I showed the 100-plus attendees that by behaving in these ways, CIOs can help their firm significantly improve customer experience (CX). Why does this matter? Because firms that improve CX grow revenue faster, drive higher brand preference, and can charge more for their products than their peers. For example, an average multichannel bank that can solve customers’ problems quickly can expect its customers to be up to 8x times more likely to spend more, thereby increasing revenue by USD$35.6 million (see the reports “The ROI Of CX Transformation” and “CX NYC 2019 Day One Highlights: Your Guide To Radical CX Innovation“).
Busting The Myth Of Bimodal, Or Two-Speed, IT
So what’s holding firms back? Many organizations continue to believe the myth of bimodal, or two-speed, IT: the idea that, somehow, organizations will gain an edge in the age of the customer by having two technology portfolios run by two different leaders.
This is a furphy (as we would say in Australia) that persists despite:
- Business frustration, polarizing and deteriorating cultures, and unsustainable operational complexities. Technology leaders know the shortcomings of a bimodal IT operating model when it comes to speed, agility, and innovation. For example, specialized digital units typically pursue disruptive opportunities, which often lead to front-end apps or proofs of concept that are impossible to integrate and scale with the same speed at which they were developed. (See the blog The Downside Of Digital Labs For Financial Innovation and report “Digital Labs Are A Temporary Fix.”)
- CX leaders having a single, business-minded CIO who owns front- and back-office technology. Customers don’t care about firms’ internal technology silos. But they absolutely care about the quality and consistency of the experience they receive. For example, an airline will erode all of the customer goodwill that it built through its mobile app when its outdated crew management system can’t get a new crew mobilized fast enough to avoid late arrivals and missed connections. (See the reports “CIOs At Firms With Great CX Are Different” and “Look Beyond ERP: Introducing The DOP.”)
Move Now To Integrate Business Technology And The Back Office
How do you spot a bimodal approach? Just look for a technology leadership duopoly between a CIO and separate chief digital officer at the executive committee. Approximately one-third of attendees at my Sydney session acknowledged the presence of both roles in their firms. But change is well underway.
Only one week prior to the Summit, the Commonwealth Bank of Australia (CBA) announced the departure of its chief digital officer. One week after the event, Suncorp lost both its chief information officer and head of banking and wealth technology.

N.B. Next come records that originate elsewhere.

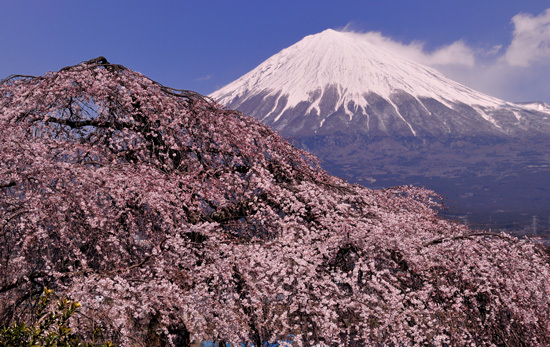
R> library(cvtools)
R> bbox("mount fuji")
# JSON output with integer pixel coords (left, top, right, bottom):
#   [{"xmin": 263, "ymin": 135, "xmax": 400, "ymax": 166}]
[
  {"xmin": 210, "ymin": 29, "xmax": 550, "ymax": 233},
  {"xmin": 211, "ymin": 29, "xmax": 550, "ymax": 139}
]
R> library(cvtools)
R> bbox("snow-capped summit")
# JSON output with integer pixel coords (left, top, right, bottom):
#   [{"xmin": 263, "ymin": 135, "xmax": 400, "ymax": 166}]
[{"xmin": 211, "ymin": 29, "xmax": 550, "ymax": 138}]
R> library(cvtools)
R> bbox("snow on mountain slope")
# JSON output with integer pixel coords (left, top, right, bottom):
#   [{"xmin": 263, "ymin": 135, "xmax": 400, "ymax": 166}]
[
  {"xmin": 210, "ymin": 29, "xmax": 550, "ymax": 138},
  {"xmin": 514, "ymin": 101, "xmax": 550, "ymax": 113}
]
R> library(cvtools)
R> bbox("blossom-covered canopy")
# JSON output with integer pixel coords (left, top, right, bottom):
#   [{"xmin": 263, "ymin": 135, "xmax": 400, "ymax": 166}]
[{"xmin": 0, "ymin": 57, "xmax": 548, "ymax": 346}]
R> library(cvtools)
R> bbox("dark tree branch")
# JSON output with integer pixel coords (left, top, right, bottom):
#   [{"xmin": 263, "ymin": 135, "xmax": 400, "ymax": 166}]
[
  {"xmin": 0, "ymin": 74, "xmax": 37, "ymax": 85},
  {"xmin": 0, "ymin": 181, "xmax": 16, "ymax": 189}
]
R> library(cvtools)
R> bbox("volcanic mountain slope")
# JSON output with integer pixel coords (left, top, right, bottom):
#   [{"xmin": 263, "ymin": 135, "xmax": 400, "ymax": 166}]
[{"xmin": 211, "ymin": 29, "xmax": 550, "ymax": 139}]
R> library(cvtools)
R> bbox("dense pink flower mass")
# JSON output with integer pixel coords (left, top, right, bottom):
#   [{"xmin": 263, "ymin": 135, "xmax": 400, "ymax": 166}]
[{"xmin": 0, "ymin": 57, "xmax": 549, "ymax": 346}]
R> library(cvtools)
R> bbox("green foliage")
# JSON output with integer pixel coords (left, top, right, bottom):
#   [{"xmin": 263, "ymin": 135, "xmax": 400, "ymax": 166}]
[{"xmin": 0, "ymin": 288, "xmax": 113, "ymax": 347}]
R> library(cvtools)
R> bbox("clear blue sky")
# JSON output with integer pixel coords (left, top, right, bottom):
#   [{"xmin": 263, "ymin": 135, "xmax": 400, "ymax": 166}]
[{"xmin": 2, "ymin": 0, "xmax": 549, "ymax": 103}]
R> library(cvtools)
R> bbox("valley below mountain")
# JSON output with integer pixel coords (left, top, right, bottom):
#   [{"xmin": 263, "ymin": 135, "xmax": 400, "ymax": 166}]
[{"xmin": 296, "ymin": 134, "xmax": 550, "ymax": 234}]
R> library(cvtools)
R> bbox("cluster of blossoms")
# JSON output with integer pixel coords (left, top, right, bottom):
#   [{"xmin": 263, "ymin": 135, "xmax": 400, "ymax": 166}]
[{"xmin": 0, "ymin": 57, "xmax": 549, "ymax": 346}]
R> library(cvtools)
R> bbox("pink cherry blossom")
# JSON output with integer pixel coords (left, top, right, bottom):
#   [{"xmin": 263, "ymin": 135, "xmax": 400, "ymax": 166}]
[{"xmin": 0, "ymin": 57, "xmax": 549, "ymax": 346}]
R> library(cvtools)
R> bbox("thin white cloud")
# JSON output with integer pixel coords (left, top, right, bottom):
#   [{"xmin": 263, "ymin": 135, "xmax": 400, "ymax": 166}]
[
  {"xmin": 504, "ymin": 9, "xmax": 550, "ymax": 67},
  {"xmin": 195, "ymin": 73, "xmax": 214, "ymax": 81},
  {"xmin": 425, "ymin": 41, "xmax": 477, "ymax": 67},
  {"xmin": 343, "ymin": 8, "xmax": 550, "ymax": 103},
  {"xmin": 485, "ymin": 44, "xmax": 503, "ymax": 56},
  {"xmin": 349, "ymin": 31, "xmax": 476, "ymax": 67}
]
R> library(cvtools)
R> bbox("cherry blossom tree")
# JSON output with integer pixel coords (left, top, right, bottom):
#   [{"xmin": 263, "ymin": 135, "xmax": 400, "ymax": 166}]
[{"xmin": 1, "ymin": 57, "xmax": 549, "ymax": 346}]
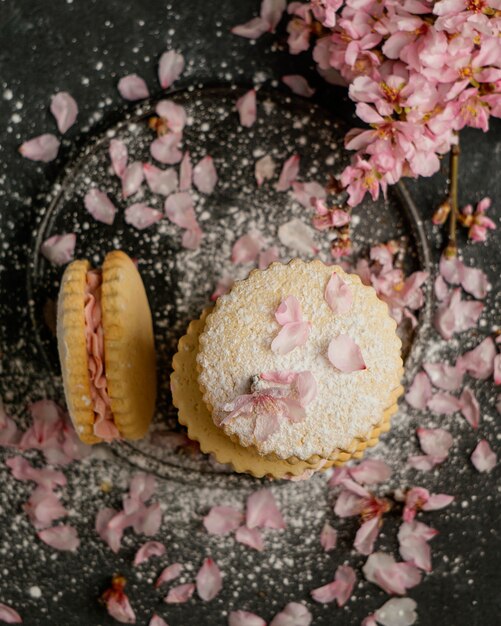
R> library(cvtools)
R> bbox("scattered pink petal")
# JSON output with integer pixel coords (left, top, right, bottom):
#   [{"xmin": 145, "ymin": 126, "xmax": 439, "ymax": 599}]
[
  {"xmin": 398, "ymin": 521, "xmax": 437, "ymax": 572},
  {"xmin": 38, "ymin": 525, "xmax": 80, "ymax": 552},
  {"xmin": 460, "ymin": 265, "xmax": 490, "ymax": 299},
  {"xmin": 434, "ymin": 288, "xmax": 483, "ymax": 339},
  {"xmin": 236, "ymin": 89, "xmax": 257, "ymax": 128},
  {"xmin": 231, "ymin": 17, "xmax": 270, "ymax": 39},
  {"xmin": 231, "ymin": 231, "xmax": 265, "ymax": 264},
  {"xmin": 459, "ymin": 387, "xmax": 480, "ymax": 429},
  {"xmin": 471, "ymin": 439, "xmax": 497, "ymax": 473},
  {"xmin": 374, "ymin": 598, "xmax": 418, "ymax": 626},
  {"xmin": 406, "ymin": 455, "xmax": 444, "ymax": 471},
  {"xmin": 211, "ymin": 276, "xmax": 234, "ymax": 301},
  {"xmin": 118, "ymin": 74, "xmax": 149, "ymax": 101},
  {"xmin": 282, "ymin": 75, "xmax": 315, "ymax": 98},
  {"xmin": 457, "ymin": 337, "xmax": 496, "ymax": 380},
  {"xmin": 269, "ymin": 602, "xmax": 312, "ymax": 626},
  {"xmin": 84, "ymin": 189, "xmax": 117, "ymax": 225},
  {"xmin": 203, "ymin": 506, "xmax": 244, "ymax": 535},
  {"xmin": 155, "ymin": 100, "xmax": 187, "ymax": 133},
  {"xmin": 328, "ymin": 334, "xmax": 366, "ymax": 373},
  {"xmin": 261, "ymin": 0, "xmax": 287, "ymax": 32},
  {"xmin": 164, "ymin": 583, "xmax": 195, "ymax": 604},
  {"xmin": 19, "ymin": 134, "xmax": 60, "ymax": 162},
  {"xmin": 255, "ymin": 155, "xmax": 275, "ymax": 186},
  {"xmin": 50, "ymin": 92, "xmax": 78, "ymax": 134},
  {"xmin": 0, "ymin": 400, "xmax": 20, "ymax": 446},
  {"xmin": 179, "ymin": 152, "xmax": 192, "ymax": 191},
  {"xmin": 405, "ymin": 372, "xmax": 432, "ymax": 410},
  {"xmin": 402, "ymin": 487, "xmax": 454, "ymax": 523},
  {"xmin": 109, "ymin": 139, "xmax": 128, "ymax": 178},
  {"xmin": 422, "ymin": 362, "xmax": 463, "ymax": 392},
  {"xmin": 125, "ymin": 203, "xmax": 163, "ymax": 230},
  {"xmin": 158, "ymin": 51, "xmax": 185, "ymax": 89},
  {"xmin": 427, "ymin": 392, "xmax": 461, "ymax": 415},
  {"xmin": 350, "ymin": 459, "xmax": 392, "ymax": 485},
  {"xmin": 193, "ymin": 156, "xmax": 218, "ymax": 194},
  {"xmin": 150, "ymin": 133, "xmax": 183, "ymax": 164},
  {"xmin": 235, "ymin": 526, "xmax": 264, "ymax": 551},
  {"xmin": 354, "ymin": 516, "xmax": 381, "ymax": 555},
  {"xmin": 6, "ymin": 456, "xmax": 66, "ymax": 490},
  {"xmin": 0, "ymin": 603, "xmax": 22, "ymax": 624},
  {"xmin": 122, "ymin": 162, "xmax": 144, "ymax": 198},
  {"xmin": 228, "ymin": 611, "xmax": 266, "ymax": 626},
  {"xmin": 132, "ymin": 502, "xmax": 162, "ymax": 536},
  {"xmin": 155, "ymin": 563, "xmax": 183, "ymax": 588},
  {"xmin": 102, "ymin": 577, "xmax": 136, "ymax": 624},
  {"xmin": 278, "ymin": 218, "xmax": 317, "ymax": 255},
  {"xmin": 363, "ymin": 552, "xmax": 421, "ymax": 596},
  {"xmin": 196, "ymin": 558, "xmax": 222, "ymax": 601},
  {"xmin": 311, "ymin": 565, "xmax": 356, "ymax": 606},
  {"xmin": 95, "ymin": 508, "xmax": 125, "ymax": 553},
  {"xmin": 40, "ymin": 233, "xmax": 76, "ymax": 266},
  {"xmin": 258, "ymin": 246, "xmax": 279, "ymax": 269},
  {"xmin": 182, "ymin": 226, "xmax": 203, "ymax": 250},
  {"xmin": 434, "ymin": 275, "xmax": 449, "ymax": 301},
  {"xmin": 292, "ymin": 181, "xmax": 326, "ymax": 209},
  {"xmin": 246, "ymin": 488, "xmax": 286, "ymax": 529},
  {"xmin": 416, "ymin": 428, "xmax": 453, "ymax": 459},
  {"xmin": 324, "ymin": 273, "xmax": 353, "ymax": 315},
  {"xmin": 320, "ymin": 522, "xmax": 337, "ymax": 552},
  {"xmin": 422, "ymin": 494, "xmax": 455, "ymax": 512},
  {"xmin": 164, "ymin": 192, "xmax": 198, "ymax": 229},
  {"xmin": 133, "ymin": 541, "xmax": 165, "ymax": 566},
  {"xmin": 361, "ymin": 616, "xmax": 378, "ymax": 626},
  {"xmin": 143, "ymin": 163, "xmax": 178, "ymax": 196},
  {"xmin": 149, "ymin": 616, "xmax": 169, "ymax": 626},
  {"xmin": 276, "ymin": 155, "xmax": 300, "ymax": 191}
]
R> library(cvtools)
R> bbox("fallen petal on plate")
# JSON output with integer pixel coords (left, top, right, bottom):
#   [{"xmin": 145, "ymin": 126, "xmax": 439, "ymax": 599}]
[
  {"xmin": 236, "ymin": 89, "xmax": 257, "ymax": 127},
  {"xmin": 231, "ymin": 17, "xmax": 270, "ymax": 39},
  {"xmin": 193, "ymin": 156, "xmax": 218, "ymax": 194},
  {"xmin": 276, "ymin": 154, "xmax": 300, "ymax": 191},
  {"xmin": 158, "ymin": 50, "xmax": 185, "ymax": 89},
  {"xmin": 50, "ymin": 92, "xmax": 78, "ymax": 134},
  {"xmin": 269, "ymin": 601, "xmax": 312, "ymax": 626},
  {"xmin": 405, "ymin": 372, "xmax": 432, "ymax": 410},
  {"xmin": 231, "ymin": 231, "xmax": 265, "ymax": 264},
  {"xmin": 133, "ymin": 541, "xmax": 165, "ymax": 566},
  {"xmin": 19, "ymin": 134, "xmax": 60, "ymax": 162},
  {"xmin": 125, "ymin": 203, "xmax": 163, "ymax": 230},
  {"xmin": 282, "ymin": 74, "xmax": 315, "ymax": 98},
  {"xmin": 196, "ymin": 557, "xmax": 222, "ymax": 601},
  {"xmin": 228, "ymin": 610, "xmax": 266, "ymax": 626},
  {"xmin": 118, "ymin": 74, "xmax": 149, "ymax": 101},
  {"xmin": 235, "ymin": 526, "xmax": 264, "ymax": 551},
  {"xmin": 203, "ymin": 506, "xmax": 243, "ymax": 535},
  {"xmin": 164, "ymin": 583, "xmax": 195, "ymax": 604},
  {"xmin": 38, "ymin": 525, "xmax": 80, "ymax": 552},
  {"xmin": 84, "ymin": 189, "xmax": 117, "ymax": 225},
  {"xmin": 40, "ymin": 233, "xmax": 76, "ymax": 266},
  {"xmin": 471, "ymin": 439, "xmax": 497, "ymax": 473},
  {"xmin": 246, "ymin": 488, "xmax": 285, "ymax": 529}
]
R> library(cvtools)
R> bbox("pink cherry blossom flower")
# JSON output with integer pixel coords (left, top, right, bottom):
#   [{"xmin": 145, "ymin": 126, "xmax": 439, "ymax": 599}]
[
  {"xmin": 158, "ymin": 51, "xmax": 185, "ymax": 89},
  {"xmin": 312, "ymin": 200, "xmax": 350, "ymax": 230},
  {"xmin": 236, "ymin": 89, "xmax": 257, "ymax": 127},
  {"xmin": 235, "ymin": 526, "xmax": 264, "ymax": 551},
  {"xmin": 101, "ymin": 575, "xmax": 136, "ymax": 623},
  {"xmin": 203, "ymin": 506, "xmax": 243, "ymax": 535},
  {"xmin": 328, "ymin": 334, "xmax": 366, "ymax": 372},
  {"xmin": 19, "ymin": 134, "xmax": 60, "ymax": 162},
  {"xmin": 84, "ymin": 189, "xmax": 117, "ymax": 225},
  {"xmin": 196, "ymin": 557, "xmax": 222, "ymax": 601},
  {"xmin": 270, "ymin": 602, "xmax": 312, "ymax": 626},
  {"xmin": 246, "ymin": 488, "xmax": 286, "ymax": 529},
  {"xmin": 193, "ymin": 156, "xmax": 218, "ymax": 194},
  {"xmin": 50, "ymin": 92, "xmax": 78, "ymax": 134},
  {"xmin": 155, "ymin": 563, "xmax": 183, "ymax": 588},
  {"xmin": 471, "ymin": 439, "xmax": 497, "ymax": 473},
  {"xmin": 276, "ymin": 154, "xmax": 300, "ymax": 191},
  {"xmin": 40, "ymin": 233, "xmax": 76, "ymax": 266},
  {"xmin": 402, "ymin": 487, "xmax": 454, "ymax": 523},
  {"xmin": 229, "ymin": 611, "xmax": 266, "ymax": 626},
  {"xmin": 255, "ymin": 155, "xmax": 276, "ymax": 186},
  {"xmin": 311, "ymin": 565, "xmax": 356, "ymax": 606},
  {"xmin": 494, "ymin": 354, "xmax": 501, "ymax": 385},
  {"xmin": 282, "ymin": 75, "xmax": 316, "ymax": 97},
  {"xmin": 363, "ymin": 552, "xmax": 421, "ymax": 596},
  {"xmin": 287, "ymin": 4, "xmax": 314, "ymax": 55},
  {"xmin": 118, "ymin": 74, "xmax": 149, "ymax": 101},
  {"xmin": 133, "ymin": 541, "xmax": 165, "ymax": 566},
  {"xmin": 0, "ymin": 602, "xmax": 22, "ymax": 624},
  {"xmin": 461, "ymin": 197, "xmax": 496, "ymax": 242}
]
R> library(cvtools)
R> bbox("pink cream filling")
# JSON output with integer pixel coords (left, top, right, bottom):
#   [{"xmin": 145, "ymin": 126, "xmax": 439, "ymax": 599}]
[{"xmin": 84, "ymin": 270, "xmax": 121, "ymax": 441}]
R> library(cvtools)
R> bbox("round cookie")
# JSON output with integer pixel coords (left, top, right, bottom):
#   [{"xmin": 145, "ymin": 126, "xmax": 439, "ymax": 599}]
[{"xmin": 197, "ymin": 259, "xmax": 403, "ymax": 463}]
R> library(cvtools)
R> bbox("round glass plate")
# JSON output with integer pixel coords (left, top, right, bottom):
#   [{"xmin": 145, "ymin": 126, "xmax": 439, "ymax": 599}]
[{"xmin": 28, "ymin": 85, "xmax": 432, "ymax": 485}]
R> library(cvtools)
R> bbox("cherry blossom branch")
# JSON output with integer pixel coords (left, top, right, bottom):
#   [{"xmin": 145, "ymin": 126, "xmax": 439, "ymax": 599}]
[{"xmin": 445, "ymin": 136, "xmax": 460, "ymax": 259}]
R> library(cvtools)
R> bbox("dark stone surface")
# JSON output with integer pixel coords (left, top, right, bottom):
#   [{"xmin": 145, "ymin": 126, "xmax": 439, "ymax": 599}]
[{"xmin": 0, "ymin": 1, "xmax": 500, "ymax": 625}]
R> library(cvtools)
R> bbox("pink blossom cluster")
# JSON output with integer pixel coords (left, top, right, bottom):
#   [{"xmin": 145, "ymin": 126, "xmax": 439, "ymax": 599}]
[{"xmin": 285, "ymin": 0, "xmax": 501, "ymax": 207}]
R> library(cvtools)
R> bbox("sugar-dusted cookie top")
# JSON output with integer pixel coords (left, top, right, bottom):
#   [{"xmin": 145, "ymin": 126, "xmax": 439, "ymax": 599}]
[{"xmin": 197, "ymin": 259, "xmax": 403, "ymax": 461}]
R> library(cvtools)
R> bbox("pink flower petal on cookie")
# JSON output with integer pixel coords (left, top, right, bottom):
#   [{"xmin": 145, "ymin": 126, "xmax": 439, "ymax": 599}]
[
  {"xmin": 246, "ymin": 488, "xmax": 285, "ymax": 529},
  {"xmin": 236, "ymin": 89, "xmax": 257, "ymax": 127},
  {"xmin": 422, "ymin": 362, "xmax": 463, "ymax": 392},
  {"xmin": 269, "ymin": 602, "xmax": 312, "ymax": 626},
  {"xmin": 471, "ymin": 440, "xmax": 497, "ymax": 473},
  {"xmin": 427, "ymin": 392, "xmax": 461, "ymax": 415},
  {"xmin": 122, "ymin": 162, "xmax": 144, "ymax": 198},
  {"xmin": 282, "ymin": 75, "xmax": 315, "ymax": 98},
  {"xmin": 164, "ymin": 583, "xmax": 195, "ymax": 604},
  {"xmin": 328, "ymin": 335, "xmax": 366, "ymax": 373},
  {"xmin": 405, "ymin": 372, "xmax": 432, "ymax": 410},
  {"xmin": 320, "ymin": 522, "xmax": 337, "ymax": 552},
  {"xmin": 0, "ymin": 603, "xmax": 22, "ymax": 624},
  {"xmin": 38, "ymin": 525, "xmax": 80, "ymax": 551},
  {"xmin": 231, "ymin": 231, "xmax": 265, "ymax": 264},
  {"xmin": 155, "ymin": 100, "xmax": 187, "ymax": 133},
  {"xmin": 179, "ymin": 151, "xmax": 192, "ymax": 191},
  {"xmin": 459, "ymin": 387, "xmax": 480, "ymax": 429},
  {"xmin": 50, "ymin": 92, "xmax": 78, "ymax": 134},
  {"xmin": 151, "ymin": 133, "xmax": 183, "ymax": 165},
  {"xmin": 125, "ymin": 203, "xmax": 163, "ymax": 230},
  {"xmin": 324, "ymin": 273, "xmax": 353, "ymax": 315},
  {"xmin": 203, "ymin": 506, "xmax": 243, "ymax": 535},
  {"xmin": 457, "ymin": 337, "xmax": 496, "ymax": 380},
  {"xmin": 231, "ymin": 17, "xmax": 269, "ymax": 39},
  {"xmin": 133, "ymin": 541, "xmax": 165, "ymax": 566},
  {"xmin": 255, "ymin": 155, "xmax": 275, "ymax": 186},
  {"xmin": 193, "ymin": 156, "xmax": 218, "ymax": 194},
  {"xmin": 19, "ymin": 134, "xmax": 60, "ymax": 162},
  {"xmin": 275, "ymin": 295, "xmax": 303, "ymax": 325},
  {"xmin": 143, "ymin": 163, "xmax": 178, "ymax": 196},
  {"xmin": 229, "ymin": 611, "xmax": 266, "ymax": 626},
  {"xmin": 40, "ymin": 233, "xmax": 76, "ymax": 265},
  {"xmin": 158, "ymin": 51, "xmax": 185, "ymax": 89},
  {"xmin": 295, "ymin": 371, "xmax": 317, "ymax": 406},
  {"xmin": 276, "ymin": 154, "xmax": 300, "ymax": 191},
  {"xmin": 271, "ymin": 322, "xmax": 311, "ymax": 355},
  {"xmin": 84, "ymin": 189, "xmax": 117, "ymax": 225},
  {"xmin": 155, "ymin": 563, "xmax": 183, "ymax": 588},
  {"xmin": 196, "ymin": 558, "xmax": 222, "ymax": 601},
  {"xmin": 235, "ymin": 526, "xmax": 264, "ymax": 551},
  {"xmin": 349, "ymin": 459, "xmax": 392, "ymax": 485},
  {"xmin": 109, "ymin": 139, "xmax": 128, "ymax": 178},
  {"xmin": 118, "ymin": 74, "xmax": 149, "ymax": 101},
  {"xmin": 253, "ymin": 412, "xmax": 282, "ymax": 442},
  {"xmin": 354, "ymin": 516, "xmax": 381, "ymax": 555}
]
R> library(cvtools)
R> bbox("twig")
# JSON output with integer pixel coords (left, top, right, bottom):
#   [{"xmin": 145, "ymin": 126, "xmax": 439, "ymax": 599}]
[{"xmin": 445, "ymin": 135, "xmax": 460, "ymax": 258}]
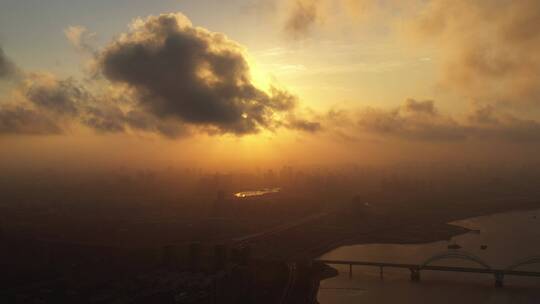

For CBA (ranked eighth in the report “The Australia Customer Experience Index, 2019“), this is an opportunity to consolidate its market-leading mobile banking app (among other digital capabilities) under CIO Pascal Boillat in order to operationalize CX improvements. For Suncorp (ranked third), the announcements present a risk that, in the search for fresh talent, the organization is being lured back to a polycephalic model — a model that we know does not deliver the CX-driven success that financials services firms need.
Will both these firms follow the example of CX leaders elsewhere and empower their CIOs to lead digital efforts by orchestrating the enabling technologies, closing the digital skills gap, and linking arms with CMOs and other executive peers better positioned to address the transformational issues across business silos? (See the report “Predictions 2018: CIOs Make The Chief Digital Officer Obsolete.”)
Only the voice of the customer will tell.